Because Until We Have Giant Robots, Life Just Isn't Worthwhile

Insert 'Joystick' Humor Here
So the Israeli air force has found that a commonly prescribed medication has the unintentional benefit of easing the stress on the lungs caused by high-altitude, low-oxygen flight.

The medication? Viagra.

A recent study conducted by Israeli doctors among mountain climbers in Africa found a link between erectile dysfunction drugs and improved performance in high altitudes, the mass-selling Yediot Aharonot reported on Thursday.

The active ingredient in the drugs was found to make climbers perform better in an environment with less oxygen, which causes fatigue and dizziness.

This has led army doctors to consider giving jet fighter pilots -- who can fly at altitudes of up to 50,000 feet (15,000 metres) -- the same drug, the report said.

"The Viagra family of drugs is considered effective in these conditions because when there is a long shortage in oxygen it leads to high blood pressure in the lungs, and the drugs help fight that," the report quoted military medical sources as saying.
Make up your own immature jokes. Though I do wonder if they can manage the primary intended effect of these drugs with dosing changes, or if pilots will just have to put up with the.. distraction.
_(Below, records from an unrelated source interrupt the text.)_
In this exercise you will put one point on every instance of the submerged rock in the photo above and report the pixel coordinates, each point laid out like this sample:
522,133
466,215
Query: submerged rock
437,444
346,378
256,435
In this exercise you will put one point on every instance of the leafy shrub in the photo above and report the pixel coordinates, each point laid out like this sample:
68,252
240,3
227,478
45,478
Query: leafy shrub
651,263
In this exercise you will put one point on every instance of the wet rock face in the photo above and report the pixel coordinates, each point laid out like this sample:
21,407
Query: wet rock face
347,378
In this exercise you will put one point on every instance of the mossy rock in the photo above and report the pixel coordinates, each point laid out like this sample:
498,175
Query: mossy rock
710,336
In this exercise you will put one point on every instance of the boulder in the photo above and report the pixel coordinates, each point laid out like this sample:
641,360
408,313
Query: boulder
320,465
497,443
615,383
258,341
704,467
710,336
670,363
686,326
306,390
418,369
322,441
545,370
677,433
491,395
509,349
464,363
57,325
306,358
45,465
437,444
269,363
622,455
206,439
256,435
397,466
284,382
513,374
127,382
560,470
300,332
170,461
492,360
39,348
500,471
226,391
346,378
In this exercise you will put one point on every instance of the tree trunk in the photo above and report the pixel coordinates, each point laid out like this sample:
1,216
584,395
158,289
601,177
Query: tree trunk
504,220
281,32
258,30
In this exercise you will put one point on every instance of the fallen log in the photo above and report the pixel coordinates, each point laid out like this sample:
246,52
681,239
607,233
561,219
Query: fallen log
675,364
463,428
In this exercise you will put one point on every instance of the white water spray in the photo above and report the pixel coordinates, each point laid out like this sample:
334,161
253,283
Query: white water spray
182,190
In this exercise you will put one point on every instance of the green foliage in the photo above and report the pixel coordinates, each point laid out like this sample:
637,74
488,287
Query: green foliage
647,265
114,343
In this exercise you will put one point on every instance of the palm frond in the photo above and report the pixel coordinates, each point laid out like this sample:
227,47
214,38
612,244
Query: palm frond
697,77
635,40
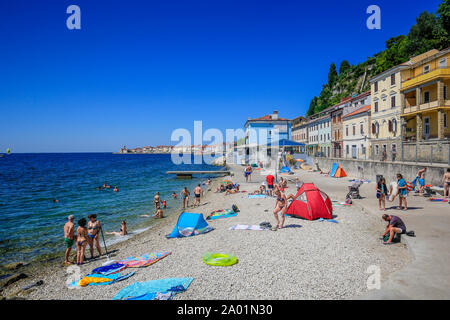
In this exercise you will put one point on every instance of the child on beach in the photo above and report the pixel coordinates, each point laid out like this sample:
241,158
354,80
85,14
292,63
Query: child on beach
185,197
381,193
280,206
82,236
93,233
402,191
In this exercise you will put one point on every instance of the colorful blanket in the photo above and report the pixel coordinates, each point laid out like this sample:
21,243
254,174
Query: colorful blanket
220,214
98,279
247,227
256,196
149,290
144,260
106,270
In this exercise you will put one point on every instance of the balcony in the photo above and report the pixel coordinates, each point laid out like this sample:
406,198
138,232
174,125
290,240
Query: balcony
423,107
425,77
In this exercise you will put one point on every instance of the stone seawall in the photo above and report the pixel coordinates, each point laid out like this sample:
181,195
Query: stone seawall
370,168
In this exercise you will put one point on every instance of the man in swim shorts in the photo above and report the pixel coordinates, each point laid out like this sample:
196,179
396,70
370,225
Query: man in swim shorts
157,200
68,237
270,179
395,225
198,191
446,182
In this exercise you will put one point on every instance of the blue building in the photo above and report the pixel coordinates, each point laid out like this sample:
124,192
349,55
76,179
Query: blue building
267,129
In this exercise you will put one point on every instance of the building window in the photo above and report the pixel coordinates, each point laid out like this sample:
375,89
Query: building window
426,97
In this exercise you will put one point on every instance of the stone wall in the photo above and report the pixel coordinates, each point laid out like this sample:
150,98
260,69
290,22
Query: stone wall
369,169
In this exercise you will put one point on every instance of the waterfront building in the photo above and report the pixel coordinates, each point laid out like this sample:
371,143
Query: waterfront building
313,135
425,106
300,132
356,127
385,113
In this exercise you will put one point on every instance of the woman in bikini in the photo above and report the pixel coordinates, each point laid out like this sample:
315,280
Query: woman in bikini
82,236
185,197
93,232
280,206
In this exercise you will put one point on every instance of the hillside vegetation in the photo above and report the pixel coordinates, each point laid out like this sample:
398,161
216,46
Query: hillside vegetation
431,31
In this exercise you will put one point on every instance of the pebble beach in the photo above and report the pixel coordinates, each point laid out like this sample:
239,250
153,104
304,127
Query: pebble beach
304,260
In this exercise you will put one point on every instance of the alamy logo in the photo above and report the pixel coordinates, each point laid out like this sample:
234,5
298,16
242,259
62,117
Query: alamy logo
74,273
374,20
74,20
374,280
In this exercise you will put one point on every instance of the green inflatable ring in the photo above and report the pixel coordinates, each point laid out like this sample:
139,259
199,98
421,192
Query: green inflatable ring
219,259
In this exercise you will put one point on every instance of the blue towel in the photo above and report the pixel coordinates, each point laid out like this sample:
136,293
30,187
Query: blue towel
138,289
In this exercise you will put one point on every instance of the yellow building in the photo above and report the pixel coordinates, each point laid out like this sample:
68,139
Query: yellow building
385,113
426,105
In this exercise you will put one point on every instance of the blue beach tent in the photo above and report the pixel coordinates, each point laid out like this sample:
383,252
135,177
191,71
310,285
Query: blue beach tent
189,224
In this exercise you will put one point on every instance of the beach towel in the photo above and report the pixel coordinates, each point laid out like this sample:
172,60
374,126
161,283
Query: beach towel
247,227
149,289
329,220
106,270
256,196
97,279
220,214
144,260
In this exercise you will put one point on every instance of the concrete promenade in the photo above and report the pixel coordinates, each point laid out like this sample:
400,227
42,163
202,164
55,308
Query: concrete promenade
428,275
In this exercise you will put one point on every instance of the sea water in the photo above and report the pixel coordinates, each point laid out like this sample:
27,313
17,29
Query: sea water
31,224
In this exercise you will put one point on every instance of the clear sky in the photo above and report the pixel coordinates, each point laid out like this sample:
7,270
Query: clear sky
137,70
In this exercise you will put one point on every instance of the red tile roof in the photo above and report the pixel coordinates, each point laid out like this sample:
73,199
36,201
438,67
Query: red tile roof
268,118
357,111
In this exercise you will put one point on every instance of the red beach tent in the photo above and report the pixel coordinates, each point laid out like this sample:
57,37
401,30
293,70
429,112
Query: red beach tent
310,203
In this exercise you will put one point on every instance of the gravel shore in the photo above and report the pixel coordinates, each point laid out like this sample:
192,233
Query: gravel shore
306,260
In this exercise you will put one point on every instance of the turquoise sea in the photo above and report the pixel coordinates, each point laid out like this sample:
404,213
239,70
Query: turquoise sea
31,224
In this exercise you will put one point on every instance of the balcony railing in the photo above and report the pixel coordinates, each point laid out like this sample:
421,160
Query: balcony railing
424,77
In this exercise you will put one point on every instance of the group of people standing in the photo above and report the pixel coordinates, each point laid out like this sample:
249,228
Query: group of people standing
87,233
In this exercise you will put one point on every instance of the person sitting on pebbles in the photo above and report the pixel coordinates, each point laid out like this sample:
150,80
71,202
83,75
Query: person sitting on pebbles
395,225
231,191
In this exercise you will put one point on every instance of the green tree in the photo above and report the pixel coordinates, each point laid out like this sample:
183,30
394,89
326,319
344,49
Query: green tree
312,107
332,75
344,67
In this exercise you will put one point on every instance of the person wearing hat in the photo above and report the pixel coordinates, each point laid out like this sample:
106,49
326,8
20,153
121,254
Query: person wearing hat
68,237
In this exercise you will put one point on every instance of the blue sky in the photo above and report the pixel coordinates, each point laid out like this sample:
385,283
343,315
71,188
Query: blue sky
137,70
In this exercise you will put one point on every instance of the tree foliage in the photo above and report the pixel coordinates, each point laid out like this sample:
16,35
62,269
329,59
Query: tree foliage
431,31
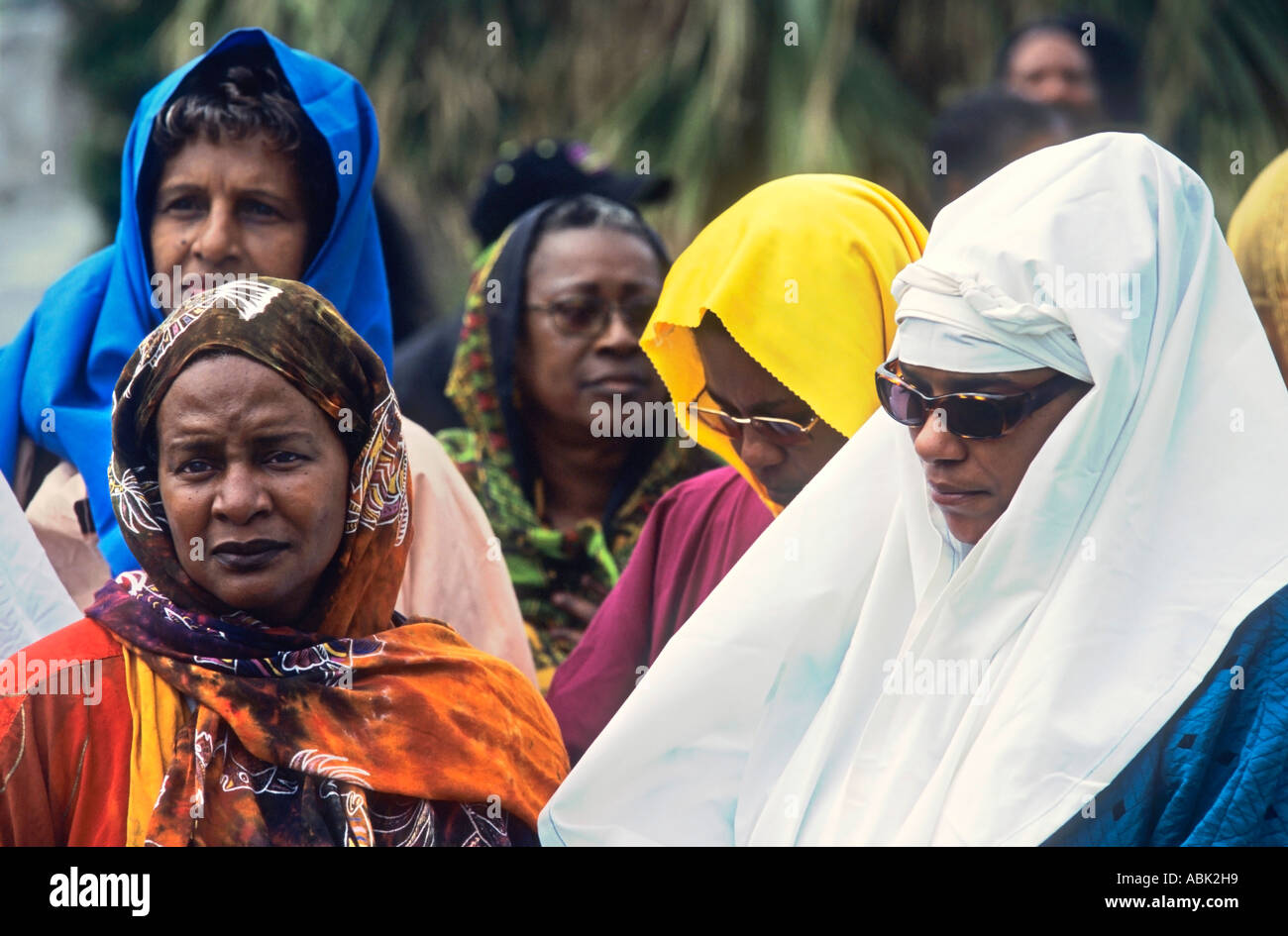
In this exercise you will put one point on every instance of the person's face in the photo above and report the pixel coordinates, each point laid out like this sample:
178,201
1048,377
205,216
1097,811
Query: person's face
235,206
254,481
1052,68
973,480
563,376
741,386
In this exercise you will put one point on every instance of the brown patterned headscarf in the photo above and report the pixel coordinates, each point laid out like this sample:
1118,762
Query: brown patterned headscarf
294,331
347,729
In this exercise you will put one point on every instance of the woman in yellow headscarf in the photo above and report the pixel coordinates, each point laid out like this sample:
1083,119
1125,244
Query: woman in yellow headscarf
1258,239
767,334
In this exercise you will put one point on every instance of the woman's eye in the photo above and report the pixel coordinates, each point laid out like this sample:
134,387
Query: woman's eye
262,210
181,204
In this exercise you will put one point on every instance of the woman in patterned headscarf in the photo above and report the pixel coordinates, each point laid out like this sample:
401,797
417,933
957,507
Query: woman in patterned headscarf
550,344
253,681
Hey, astronauts have to wear diapers. Sometimes the bleeding edge of technology is personally embarassing.

Source: Raw Story

Under the Sea
So progress is being made repairing some of the rash of cables that went out mysteriously last week or so.

No word on why they got cut/slashed/whatever though.

I'm betting it's Dagon.

Source: Reuters

Polaroid Out of Instant Film Business
Headline pretty much says it all -- Polaroid is closing down their instant film business line.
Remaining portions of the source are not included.